Refex Industries Limited Submission of Monitoring Agency Reports for Q4 FY2026

Refex Industries Limited has published its Monitoring Agency Reports for the quarter ended March 31, 2026. These reports provide an objective view of the utilization of proceeds from its recent preferential issues of equity shares and warrants. The company confirmed that funds are being deployed effectively, with no major deviations observed in the project objects. This disclosure ensures transparency regarding capital allocation for its working capital and corporate development initiatives.

Preferential Issue Progress

The company has undergone detailed monitoring for two distinct preferential issue events. The first, initiated via an EGM notice dated March 27, 2024, involved an issue size of ₹220 crore. The second, initiated via an EGM notice dated October 26, 2024, had an issue size of ₹905.44 crore. Both reports confirm that the utilization of funds is consistent with the stated objects in the respective offer documents.
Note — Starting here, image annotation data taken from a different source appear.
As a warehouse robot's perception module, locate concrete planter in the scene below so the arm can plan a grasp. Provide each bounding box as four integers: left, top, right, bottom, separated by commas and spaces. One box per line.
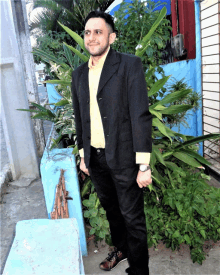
40, 85, 87, 256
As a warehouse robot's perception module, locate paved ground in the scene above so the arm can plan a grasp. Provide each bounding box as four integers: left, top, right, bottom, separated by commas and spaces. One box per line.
0, 86, 220, 275
0, 178, 220, 275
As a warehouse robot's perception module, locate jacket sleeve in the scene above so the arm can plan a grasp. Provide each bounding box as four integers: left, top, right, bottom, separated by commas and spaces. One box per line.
128, 57, 152, 153
71, 72, 83, 150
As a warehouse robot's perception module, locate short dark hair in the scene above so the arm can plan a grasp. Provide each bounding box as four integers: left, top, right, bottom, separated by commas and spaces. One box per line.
84, 10, 117, 33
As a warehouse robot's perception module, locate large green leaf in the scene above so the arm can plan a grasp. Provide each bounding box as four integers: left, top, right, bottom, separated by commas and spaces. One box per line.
149, 107, 162, 120
54, 99, 69, 106
175, 133, 220, 149
57, 21, 90, 57
16, 109, 41, 113
154, 105, 166, 111
173, 152, 201, 168
43, 79, 71, 86
181, 148, 211, 165
63, 43, 74, 70
63, 42, 89, 62
152, 118, 172, 144
31, 102, 47, 112
135, 7, 167, 57
159, 104, 193, 115
148, 75, 171, 96
153, 146, 166, 166
152, 89, 192, 108
145, 67, 155, 84
32, 112, 52, 120
32, 49, 69, 70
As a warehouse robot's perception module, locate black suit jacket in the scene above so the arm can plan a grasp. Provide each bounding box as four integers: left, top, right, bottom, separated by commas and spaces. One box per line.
72, 49, 152, 169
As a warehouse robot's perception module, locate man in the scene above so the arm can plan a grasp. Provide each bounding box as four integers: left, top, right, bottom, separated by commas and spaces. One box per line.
72, 11, 152, 275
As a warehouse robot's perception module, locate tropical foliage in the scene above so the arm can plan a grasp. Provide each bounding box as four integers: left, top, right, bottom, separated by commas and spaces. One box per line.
18, 1, 220, 264
29, 0, 114, 68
Utilization and Project Status

As of March 31, 2026, the monitoring reports highlight the following status for the utilization of funds:

  • Working Capital: Significant portions of funds have been allocated to meet ongoing operational requirements, with projects continuing as planned.
  • Capital Expenditure: Deployment is progressing in line with expectations, supporting the company’s infrastructure and asset expansion goals.
  • Investment in Subsidiaries: Strategic investments have been completed, contributing to the broader corporate development plan.

Compliance and Market Context

The reports include important disclosures regarding warrant conversions. Specifically, the company noted that for the October 2024 preferential issue, certain outstanding warrants lapsed after the May 06, 2026 exercise deadline. Consequently, the upfront subscription amount representing 25% of the warrant issue price has been forfeited in accordance with regulatory requirements. Despite minor adjustments in total issue size due to under-subscription, the company’s core operational objectives remain on track.